Wartapilihan.com, Jakarta – Sabtu (18/3), Institute for the Study of Islamic Thought and Civilizations (INSISTS) menggelar tasyakuran atas ulang tahun ke 14 perjalanan dakwahnya di kantor INSISTS, Jl. Kalibata Utara II, Jakarta.
Acara ini diisi dengan pemaparan sejumlah peneliti INSISTS dan dihadiri sekitar 100 peserta. Salah satu yang istimewa adalah special lecture pendiri INSISTS Dr. Hamid Fahmi Zarkasy.
Di awal-awal pemaparan, Gus Hamid, sapaan akrabnya, bercerita mengenai sosok almarhum KH. Hasyim Muzadi yang sebulan sebelum wafat ingin sekali menemui dirinya. KH. Hasyim, kata Gus Hamid, ingin menyampaikan bahwa pemikiran komunis dan liberal harus dilawan. Menurut almarhum mantan Ketua Umum PBNU itu, Gus Hamid adalah sosok yang tepat mengemban peran itu.
“Saya sangat berbesar hati.

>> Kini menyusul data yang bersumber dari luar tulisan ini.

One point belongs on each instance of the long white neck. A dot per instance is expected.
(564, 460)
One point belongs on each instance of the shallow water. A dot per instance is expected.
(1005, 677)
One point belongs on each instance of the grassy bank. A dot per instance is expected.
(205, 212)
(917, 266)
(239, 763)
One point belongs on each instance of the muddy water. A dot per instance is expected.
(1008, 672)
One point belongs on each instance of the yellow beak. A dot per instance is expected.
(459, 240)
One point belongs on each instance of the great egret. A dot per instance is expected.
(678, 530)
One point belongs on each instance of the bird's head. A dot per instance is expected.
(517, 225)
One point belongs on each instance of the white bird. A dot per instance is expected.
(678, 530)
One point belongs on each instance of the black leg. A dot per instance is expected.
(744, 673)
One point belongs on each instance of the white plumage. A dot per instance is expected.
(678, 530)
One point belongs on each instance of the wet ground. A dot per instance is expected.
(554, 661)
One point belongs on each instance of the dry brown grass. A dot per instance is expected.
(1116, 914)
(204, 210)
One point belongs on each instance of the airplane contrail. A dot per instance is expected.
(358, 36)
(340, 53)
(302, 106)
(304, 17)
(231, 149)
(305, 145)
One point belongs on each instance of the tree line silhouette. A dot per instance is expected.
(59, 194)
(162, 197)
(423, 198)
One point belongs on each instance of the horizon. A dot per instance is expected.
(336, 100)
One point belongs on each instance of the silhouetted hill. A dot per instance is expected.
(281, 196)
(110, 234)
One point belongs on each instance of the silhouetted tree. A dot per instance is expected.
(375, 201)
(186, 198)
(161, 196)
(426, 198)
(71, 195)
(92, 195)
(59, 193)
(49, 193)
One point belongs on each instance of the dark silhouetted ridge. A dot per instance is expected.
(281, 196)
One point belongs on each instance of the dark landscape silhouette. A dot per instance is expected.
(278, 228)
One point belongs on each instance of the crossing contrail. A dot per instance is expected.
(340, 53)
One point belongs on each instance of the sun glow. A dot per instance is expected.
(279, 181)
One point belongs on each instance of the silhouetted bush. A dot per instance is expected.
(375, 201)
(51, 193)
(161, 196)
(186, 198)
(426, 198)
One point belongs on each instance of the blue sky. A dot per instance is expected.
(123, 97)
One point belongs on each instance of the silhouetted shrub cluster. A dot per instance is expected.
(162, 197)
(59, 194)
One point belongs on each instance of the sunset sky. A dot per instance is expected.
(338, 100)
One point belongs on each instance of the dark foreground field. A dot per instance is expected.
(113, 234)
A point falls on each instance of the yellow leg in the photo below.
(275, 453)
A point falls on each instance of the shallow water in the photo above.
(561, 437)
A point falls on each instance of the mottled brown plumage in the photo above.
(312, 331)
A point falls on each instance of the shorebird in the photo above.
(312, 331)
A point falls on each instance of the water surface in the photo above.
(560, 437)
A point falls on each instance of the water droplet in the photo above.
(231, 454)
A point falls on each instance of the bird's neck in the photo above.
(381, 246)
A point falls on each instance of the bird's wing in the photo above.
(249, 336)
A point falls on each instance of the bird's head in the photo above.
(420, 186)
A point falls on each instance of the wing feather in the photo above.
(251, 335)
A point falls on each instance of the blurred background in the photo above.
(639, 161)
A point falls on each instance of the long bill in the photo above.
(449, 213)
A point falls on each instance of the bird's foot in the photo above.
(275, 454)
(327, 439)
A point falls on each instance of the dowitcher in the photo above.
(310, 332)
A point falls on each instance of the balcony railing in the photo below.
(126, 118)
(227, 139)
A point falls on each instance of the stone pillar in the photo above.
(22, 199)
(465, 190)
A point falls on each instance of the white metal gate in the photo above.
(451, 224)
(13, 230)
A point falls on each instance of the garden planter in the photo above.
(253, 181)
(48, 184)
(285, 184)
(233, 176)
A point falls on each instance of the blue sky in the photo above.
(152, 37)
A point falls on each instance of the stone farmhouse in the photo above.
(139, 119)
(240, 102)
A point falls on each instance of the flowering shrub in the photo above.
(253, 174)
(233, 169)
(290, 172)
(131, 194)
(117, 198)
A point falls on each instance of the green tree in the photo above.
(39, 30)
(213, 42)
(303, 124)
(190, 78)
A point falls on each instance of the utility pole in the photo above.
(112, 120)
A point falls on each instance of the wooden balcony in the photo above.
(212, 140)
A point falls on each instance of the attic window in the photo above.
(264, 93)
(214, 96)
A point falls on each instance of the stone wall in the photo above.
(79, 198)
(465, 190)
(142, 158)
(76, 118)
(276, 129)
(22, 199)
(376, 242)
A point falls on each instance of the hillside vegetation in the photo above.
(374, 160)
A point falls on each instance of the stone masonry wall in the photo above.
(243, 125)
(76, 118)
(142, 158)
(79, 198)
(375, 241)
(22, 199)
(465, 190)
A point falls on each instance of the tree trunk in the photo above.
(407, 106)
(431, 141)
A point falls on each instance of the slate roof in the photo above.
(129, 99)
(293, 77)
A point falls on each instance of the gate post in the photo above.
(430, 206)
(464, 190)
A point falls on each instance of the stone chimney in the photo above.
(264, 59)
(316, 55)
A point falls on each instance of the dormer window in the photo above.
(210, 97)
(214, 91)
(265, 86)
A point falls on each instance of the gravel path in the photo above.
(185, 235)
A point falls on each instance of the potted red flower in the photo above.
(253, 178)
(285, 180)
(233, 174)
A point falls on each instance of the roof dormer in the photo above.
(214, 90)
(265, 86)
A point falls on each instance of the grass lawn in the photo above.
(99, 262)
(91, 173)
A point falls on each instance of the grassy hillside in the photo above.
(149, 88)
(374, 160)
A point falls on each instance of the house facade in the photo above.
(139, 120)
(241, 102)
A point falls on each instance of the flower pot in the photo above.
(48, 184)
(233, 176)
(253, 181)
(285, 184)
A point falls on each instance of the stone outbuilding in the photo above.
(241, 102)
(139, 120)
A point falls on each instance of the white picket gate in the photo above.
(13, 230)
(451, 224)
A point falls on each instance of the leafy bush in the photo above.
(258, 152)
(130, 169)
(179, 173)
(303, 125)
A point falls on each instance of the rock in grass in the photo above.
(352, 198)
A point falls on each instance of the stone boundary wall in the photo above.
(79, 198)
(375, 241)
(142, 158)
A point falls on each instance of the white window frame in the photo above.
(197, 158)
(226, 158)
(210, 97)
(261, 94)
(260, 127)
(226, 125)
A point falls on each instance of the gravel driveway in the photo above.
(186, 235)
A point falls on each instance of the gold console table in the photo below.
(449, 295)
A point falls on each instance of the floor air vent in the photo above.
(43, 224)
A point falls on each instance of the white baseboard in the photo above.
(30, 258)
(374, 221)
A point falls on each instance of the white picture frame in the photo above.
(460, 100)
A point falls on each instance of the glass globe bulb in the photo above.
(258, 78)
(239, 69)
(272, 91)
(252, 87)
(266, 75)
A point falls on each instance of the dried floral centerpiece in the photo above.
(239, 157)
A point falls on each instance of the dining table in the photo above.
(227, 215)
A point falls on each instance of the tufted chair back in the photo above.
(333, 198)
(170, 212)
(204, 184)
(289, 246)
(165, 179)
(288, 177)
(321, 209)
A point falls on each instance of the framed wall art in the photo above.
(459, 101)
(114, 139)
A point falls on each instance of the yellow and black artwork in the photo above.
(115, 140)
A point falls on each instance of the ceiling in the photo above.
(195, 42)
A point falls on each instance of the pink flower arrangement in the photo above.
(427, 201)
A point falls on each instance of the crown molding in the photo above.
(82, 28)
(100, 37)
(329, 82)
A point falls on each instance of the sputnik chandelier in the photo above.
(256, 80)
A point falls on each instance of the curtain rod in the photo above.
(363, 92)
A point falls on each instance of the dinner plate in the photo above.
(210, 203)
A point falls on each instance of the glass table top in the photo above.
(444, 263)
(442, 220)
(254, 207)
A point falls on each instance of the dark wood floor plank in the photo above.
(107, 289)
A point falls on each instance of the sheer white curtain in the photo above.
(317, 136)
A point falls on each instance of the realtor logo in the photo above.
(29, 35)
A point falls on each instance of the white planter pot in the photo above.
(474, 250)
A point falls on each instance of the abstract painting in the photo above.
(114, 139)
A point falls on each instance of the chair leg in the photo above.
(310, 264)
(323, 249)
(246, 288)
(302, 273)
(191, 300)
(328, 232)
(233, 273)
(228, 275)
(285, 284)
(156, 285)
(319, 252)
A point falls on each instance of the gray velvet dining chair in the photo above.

Ternyata apa yang kita lakukan di INSISTS dengan mengkonter ide-ide yang membelokkan Islam,diakui oleh beliau-beliau yang sepuh. Ini suatu penghargaan bagi INSISTS,” ujar Gus Hamid berkisah.
Menurut Wakil Rektor Universitas Darussalam, Gontor ini, intelektual Islam kini memiliki tugas mengkonter pemikiran-pemikiran liberal dengan ahsan, yakni melawan pemikiran dengan pemikiran.
“Kini tantangannya sudah lebih besar. Sekarang ini bukan liberalisasi lagi tantangannya, tapi berupa dekonstruksi agama melalui paham ateisme,” jelas dia.
Peraih Doktor di ISTAC, Malaysia ini, menjelaskan tantangan liberalisasi masih berkutat pada masalah internal umat Islam.
“Itu masih kawan kita sendiri. Kelasnya munafik, karena dia Islam tapi menghina Islam. Tapi kalau sudah mengatakan Tuhan yang ada dalam Islam itu tidak jelas. Itu sudah kemana-mana cara berpikirnya,” Gus Hamid menjelaskan.
Sekarang di media sosial muncul video orang yang mengkritisi ucapan dua kalimat syahadat dalam Islam. Dalam video yang menjadi viral itu, seseorang mempertanyakan kapan umat Islam bertemu Nabi Muhammad dan Tuhan, sehingga begitu yakin untuk bersyahadat.
“Ini worldview-nya sudah ateis. Orang seperti ini sebenarnya gampang dikonter. Kalau dia meyakini empiris berarti dia tidak percaya akal dan jiwa (yang tidak dapat terindera secara kasat mata),” terang Gus Hamid.